Ils dansent sur de la country, portent le lasso à la ceinture et arborent des sur-pantalons de cuir épais avec le légendaire chapeau à larges bords des cow-boys du grand Ouest des États-Unis. Mais ils sont en Isan, dans le nord-est thaïlandais.

Aux antipodes des grandes plaines américaines, la légende de la conquête de l'Ouest a pris racine dans ces terres plutôt pauvres du sud-est asiatique, où un festival rassemble chaque année des milliers de familles.

Il y a quarante ans, en pleine guerre du Vietnam, des troupes américaines étaient installées en Thaïlande et surveillaient la frontière avec le Laos, où une guérilla communiste prenait peu à peu le pouvoir. La force de pénétration de la culture américaine a fait le reste.

«On peut dire que ça vient de la guerre du Vietnam, mais la plupart des gens découvrent les cow-boys dans les films», explique Surasak Sitawanamas, propriétaire de l'hôtel Cow-boy City, où le festival s'est tenu au début de l'année.

Vêtu d'une veste en peau de mouton avec une fourrure sur l'épaule gauche, Surasak explique que son hôtel de 65 chambres, entièrement dédié à la culture cow-boy, est un rêve de gosse.

«J'aime les cow-boys depuis que je suis tout petit. Mes copains d'école et moi, on regardait les westerns et j'ai décidé qu'un jour, j'ouvrirais mon propre hôtel», dit-il sans oublier de citer John Wayne au panthéon de ses icônes personnelles.

Beaucoup viennent au festival pour apprécier l'ambiance et arborer un déguisement soigné. D'autres n'hésitent pas à parler de choix de vie, et défendent l'élevage de bétail comme une profession de foi.

Wilai Chomchono a choisi une chemise violette surimprimée de crânes de vache avec foulard réglementaire. Il porte pas moins de trois revolvers à la ceinture.

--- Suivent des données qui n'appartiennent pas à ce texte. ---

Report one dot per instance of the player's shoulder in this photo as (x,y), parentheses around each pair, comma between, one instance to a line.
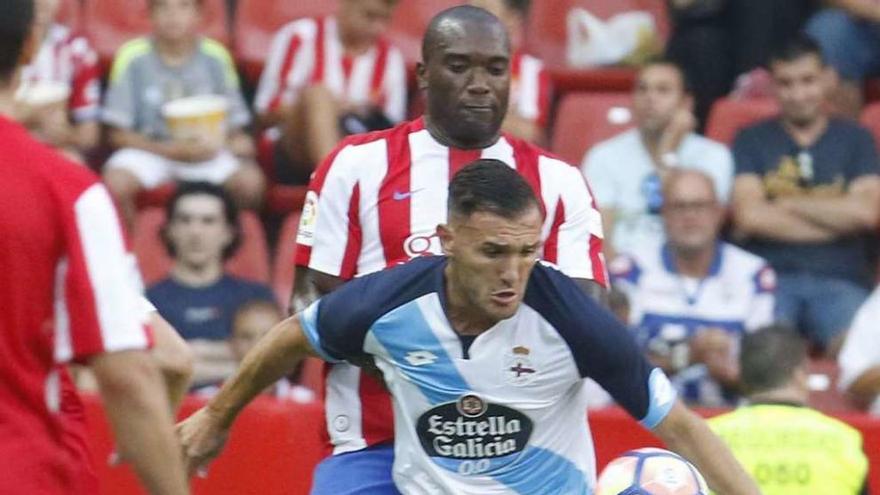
(363,300)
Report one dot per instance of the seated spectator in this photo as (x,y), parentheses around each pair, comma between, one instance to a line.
(859,359)
(198,298)
(848,32)
(625,172)
(172,63)
(60,89)
(251,322)
(529,80)
(692,298)
(326,78)
(786,446)
(807,197)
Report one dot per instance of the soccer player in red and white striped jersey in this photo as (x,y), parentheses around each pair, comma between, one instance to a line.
(65,59)
(529,80)
(377,199)
(330,76)
(70,292)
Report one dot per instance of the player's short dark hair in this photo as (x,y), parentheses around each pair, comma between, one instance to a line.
(769,357)
(491,186)
(434,35)
(799,46)
(230,213)
(15,28)
(520,6)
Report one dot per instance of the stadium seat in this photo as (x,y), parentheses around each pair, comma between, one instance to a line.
(584,119)
(546,37)
(728,116)
(871,120)
(824,394)
(110,23)
(282,264)
(250,262)
(70,14)
(411,18)
(256,21)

«J'étais l'un des premiers cow-boys de la région. J'ai vécu avec des chevaux toute ma vie, c'est pour ça que suis un cow-boy. Je m'habille tous les jours comme ça», dit-il.

La sono crache du John Denver, un chanteur américain détenteur d'une certaine tradition de la country, et qui a largement essaimé dans les karaokés d'Asie du sud-est depuis quarante ans.

Wilai regarde ses deux fils s'exercer au lasso et propose des promenades à cheval. Partout autour, on discute autour de feux de bois dans les effluves de cochon à la broche.

Seule la chaleur, l'extrême humidité et les faciès asiatiques rappellent qu'on est bien quelque part en Asie du sud-est.

À quelques kilomètres de là, de petits restaurants de rues proposent des soupes thaïlandaises solidement épicées à des clients captivés par un rodéo au texas, retransmis par une chaîne de télévision satellitaire.

«La région se prête bien aux cow-boys car nous sommes sur un plateau», explique le promoteur du festival Boonsong Singha, qui publie aussi une revue consacrée à la culture du far-west.

«La région est propice à l'élevage», ajoute-t-il. «Le chapeau protège du soleil, les bottes et le jean sont parfaits dans les champs».

Tout est permis au festival, y compris de venir déguisé en Apache ou en Comanche. Un cadre gouvernemental qui se fait appeler M. Oh arbore une splendide coiffe de chef indien, une tunique en daim et une série de colliers.

C'est la dixième fois qu'il vient au festival, où il vend quelques souvenirs. «Dès la première fois, j'ai réalisé que j'aimais vraiment ça. C'est la liberté qui m'attire. Les cow-boys et les Indiens ont une vie d'hommes libres».